ISBN: 978-956-8947-71-2

92 páginas

 

En Un filósofo César Aira escribe sobre un hombre que, tal como él mismo lo presenta, es muy lento con las ideas. Es tan lento que para entender cualquier concepto del área en que trata como académico tiene que leer cada párrafo una y otra vez. En esas condiciones su trabajo, que se sustenta nada más que en las palabras y en el pensamiento, es una completa tortura.

Así nos enteramos de que el filósofo, al menos desde cierto punto de vista, es una especie de farsante. Que en su esfuerzo por mantener las discusiones que su disciplina le exige, ha inventado un método para escurrirse, para hacerle el quite al bulto, nunca realmente discutiendo el fondo del asunto. Lo anterior puede leerse de varias maneras: como confrontación al neoliberalismo desatado, a las exigencias laborales actuales que parecen imposibles de satisfacer sin desmedro de la vida personal y, peor todavía, sin que exista un conocimiento acabado de qué es lo que se está construyendo o produciendo a partir de nuestro trabajo incesante. Puede también leerse como la forma en la que Aira desliza su propia visión de cierta parte del campo literario, es decir, plagada de palabras y conceptos complejísimos elaborados por supuestos eruditos, a los que no está dispuesto a seguirles el juego, porque para él parecieran carecer de un sentido último.

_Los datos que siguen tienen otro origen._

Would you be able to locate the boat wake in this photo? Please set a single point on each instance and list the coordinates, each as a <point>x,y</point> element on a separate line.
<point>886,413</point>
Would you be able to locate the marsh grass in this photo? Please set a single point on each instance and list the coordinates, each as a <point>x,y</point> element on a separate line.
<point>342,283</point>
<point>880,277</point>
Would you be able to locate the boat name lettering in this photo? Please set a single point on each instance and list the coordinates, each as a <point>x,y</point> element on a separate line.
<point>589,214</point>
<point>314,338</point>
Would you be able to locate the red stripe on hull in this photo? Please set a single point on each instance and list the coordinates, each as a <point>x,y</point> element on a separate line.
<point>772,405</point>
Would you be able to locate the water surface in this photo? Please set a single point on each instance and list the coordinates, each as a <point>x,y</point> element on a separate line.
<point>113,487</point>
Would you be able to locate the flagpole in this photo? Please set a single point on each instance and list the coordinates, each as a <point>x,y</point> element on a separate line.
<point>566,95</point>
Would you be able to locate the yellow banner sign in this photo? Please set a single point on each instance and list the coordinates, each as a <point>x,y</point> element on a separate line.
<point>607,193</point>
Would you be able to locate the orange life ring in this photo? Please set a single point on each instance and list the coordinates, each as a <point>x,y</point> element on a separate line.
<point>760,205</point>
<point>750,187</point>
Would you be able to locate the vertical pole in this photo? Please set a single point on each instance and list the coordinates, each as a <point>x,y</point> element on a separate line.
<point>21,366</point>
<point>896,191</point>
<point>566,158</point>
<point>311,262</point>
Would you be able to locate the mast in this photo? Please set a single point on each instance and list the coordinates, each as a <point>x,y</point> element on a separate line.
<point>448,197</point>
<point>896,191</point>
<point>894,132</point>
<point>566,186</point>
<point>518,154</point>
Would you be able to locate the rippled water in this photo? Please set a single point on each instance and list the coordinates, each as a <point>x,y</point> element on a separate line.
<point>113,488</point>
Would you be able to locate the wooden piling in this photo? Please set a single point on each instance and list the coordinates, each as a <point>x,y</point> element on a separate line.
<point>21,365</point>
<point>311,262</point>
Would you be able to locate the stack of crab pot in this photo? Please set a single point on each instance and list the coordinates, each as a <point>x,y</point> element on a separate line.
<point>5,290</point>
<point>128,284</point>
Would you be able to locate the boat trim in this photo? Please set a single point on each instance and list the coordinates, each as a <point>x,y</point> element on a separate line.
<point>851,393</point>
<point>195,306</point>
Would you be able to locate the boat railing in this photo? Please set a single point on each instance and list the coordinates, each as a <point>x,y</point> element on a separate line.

“El centro recurrente de las acusaciones era la cháchara pedante, el uso de la lengua para inventar problemas que sólo estaban en las palabras, y que al resolverse pomposamente con palabras no creaban otra cosa que un círculo vacío, entretenimiento de ociosos y jactancia de presumidos” (página 57)

La figura de este pensador lentísimo es curiosa en Aira, especialmente considerando su método de escritura vertiginoso que pareciera no detenerse jamás, nunca revisar, nunca tomarse un respiro en la narración para volver sobre los aspectos constitutivos de su propia narración. Es un otro que, por oposición, pone al propio autor en el texto y obliga a pensar una y otra vez en sus métodos e intenciones.

“Era una lectura implacable, que producía una tensión insoportable en todo el sistema nervioso. Los que disfrutaban de eso se le antojaban unos masoquistas. Salvo que fueran todos, autores y exegetas, unos farsantes, y él fuera el único que se la creía.” (página 8)

Pero por sobre todo, en Un filósofo está el humor tan propio de Aira, que tiende al absurdo, al giro inesperado que rompe la línea argumental, puesto que para él el vínculo con la realidad no posee más importancia que ser un lugar desde el cual despegarse, como si cualquier forma canónica de construir una novela le parecieran también un absurdo, como si desdeñara todos esos conceptos y lo que le importase fuera nada más que narrar como un torrente. Solo para quebrar la misma estructura que él ha compuesto, una vez que esta ha sido suficientemente armada, tal como también ocurre en Un filósofo.